In a recent Zoom chat with fellow SAQA members on the problem many makers of art quilts find in having our/their work accepted as ‘Fine Art’ in the Art World. In that discussion, we talked how the associations conjured by the word ‘quilt’ evoke memories of familiar protective, warming, comforting bed covers, ie quilts. Historically bed quilts were always and still are pretty exclusively designed, made and used entirely within the home, a setting largely organised and run by women. The result is that many modern art quilters, including myself, feel the word ‘quilt’ comes with some heavy baggage of historical perceptions that don’t necessarily apply today. I know if I tell someone that I’m an art quilter, it is very likely they immediately think of bed coverings, and very few of my works have ever had that dual role potential.
Some art quilt makers find ourselves deliberately avoid using that “q’ word as we speak and write of textile art, fibre art, layered and stitched textiles, fabric art, mixed media, wall hangings, 2D wall art, and so on. I’ve actually settled on ‘textile artist’ as being the closest coverall term for what I do:
- my creations involve woven fabric, that is, some kind of textile, as the major raw material of a work.
- I love repeat pattern units in grid layouts, and my minimalist abstract designs bear strong influence from traditional geometric patchwork which I got to know while living in the United States over 30 years ago.
- I machine piece my freehand cut fabric shapes to produce improvisational patchwork.
- I hand applique raw edged fabric or leather shapes with mostly very simple hand stitch.
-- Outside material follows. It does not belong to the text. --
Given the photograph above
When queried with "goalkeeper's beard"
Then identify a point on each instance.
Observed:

- I sometimes fuse fabric and other materials together.
- I sometimes laminate shapes of woven and non-woven materials between plastic sheeting and use the result as something to be appliqued to a base fabric.
In Spanish there is a delightful umbrella term for any 2D textile hanging on a wall, made using any technique, including but not limited to, weaving, embroidery, knitting, crochet, macrame, patchwork, and mixed media – whether it is quilted or not. This word is ‘tapice’, and as I currently live in the Spanish-speaking world, that suits me just fine!
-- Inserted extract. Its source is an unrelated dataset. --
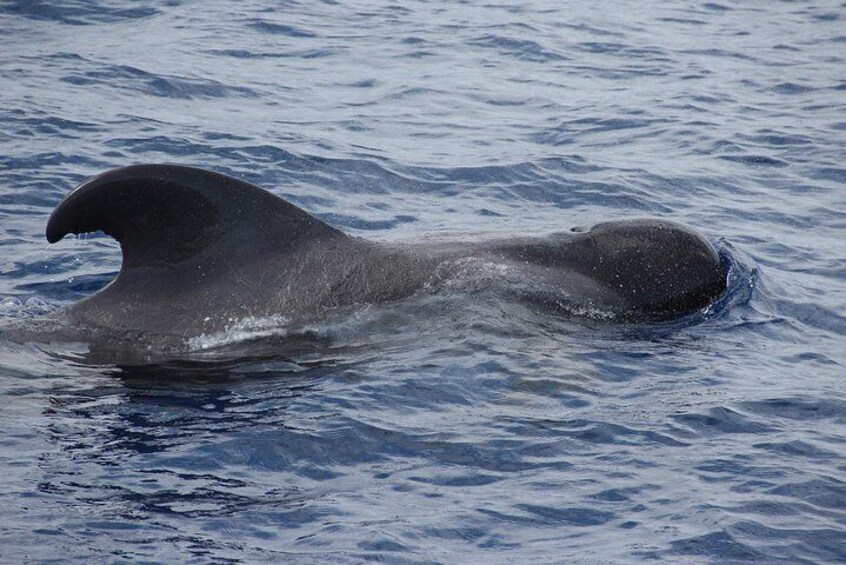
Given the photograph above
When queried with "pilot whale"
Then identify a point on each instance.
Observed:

For growing numbers of modern fibre textile artists, the process of designing and producing a quilted textile work often involves digital devices at some/several stages of its production, which can include contracting out part of the process to a commercial printing firm if the artist can’t carry that out in their own studio space. Does this mean the work is less ‘artistic’ because one or more parts of the production process have been handled by some technician?
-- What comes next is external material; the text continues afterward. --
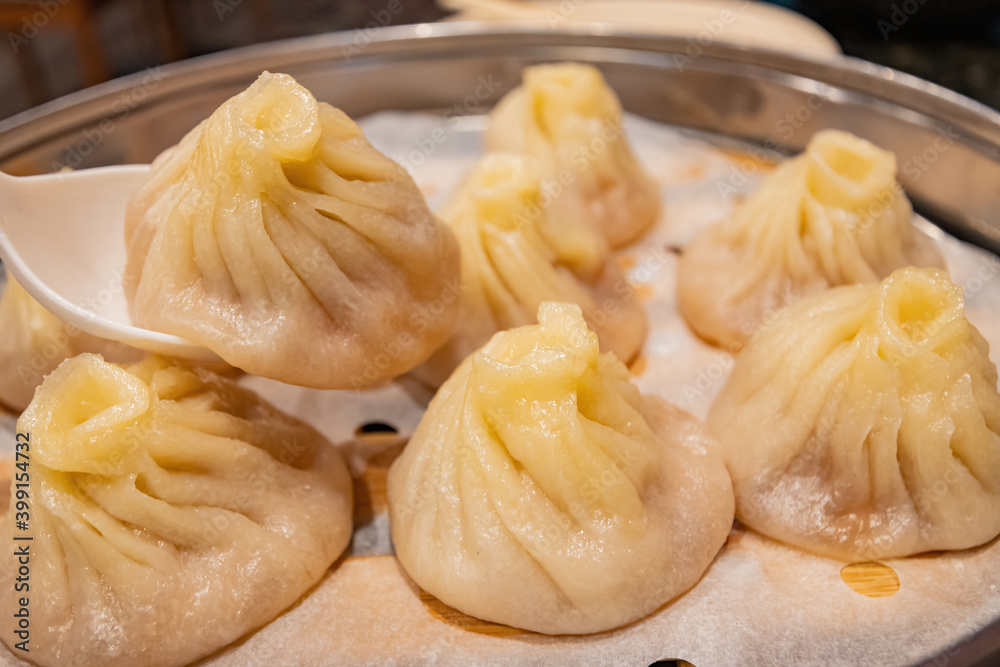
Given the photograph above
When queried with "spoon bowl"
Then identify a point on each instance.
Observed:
(61, 237)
Also, today many quilters sew their textile art entirely by sewing machine, a growing number of which are computerised and programmable. Though this mechanised needle and has been around since the mid C19, the fact that modern machines can be programmed to do certain tasks means that the artist’s hand may be removed from some part of the actual process – so does this make what we do less artistic? Art quilt makers who produce their art professionally generally have some kind of dedicated studio space, which may be distinctly separate from their home, but many more, including myself, count themselves lucky to have a dedicated room or two of their own within their home, or even having a studio in a converted garage space. This means many or even most of us still produce within the ‘domestic’ arena, making the women’s craftwork thing difficult to shake off, even though (1) a significant number of top art quilt makers are men, and (2) many male and female artists do have separate studios away from their homes. Is what you make less ‘artistic’ if you work at one end of the dining table to produce it?
And, finally perhaps it boils down to a simple thing: the other day on a FB page dedicated to people like readers of this newsletter, someone pontificated that a quilted textile with a fabric border/frame around it is ‘craft’ – a true art quilt has a faced edge. As I’ve ripped, hacked and burned edges of some of my pieces down the years, I don’t agree with her edict! But, does the fine binding on my little piece above render it ‘craft’? or at least make it less artistic?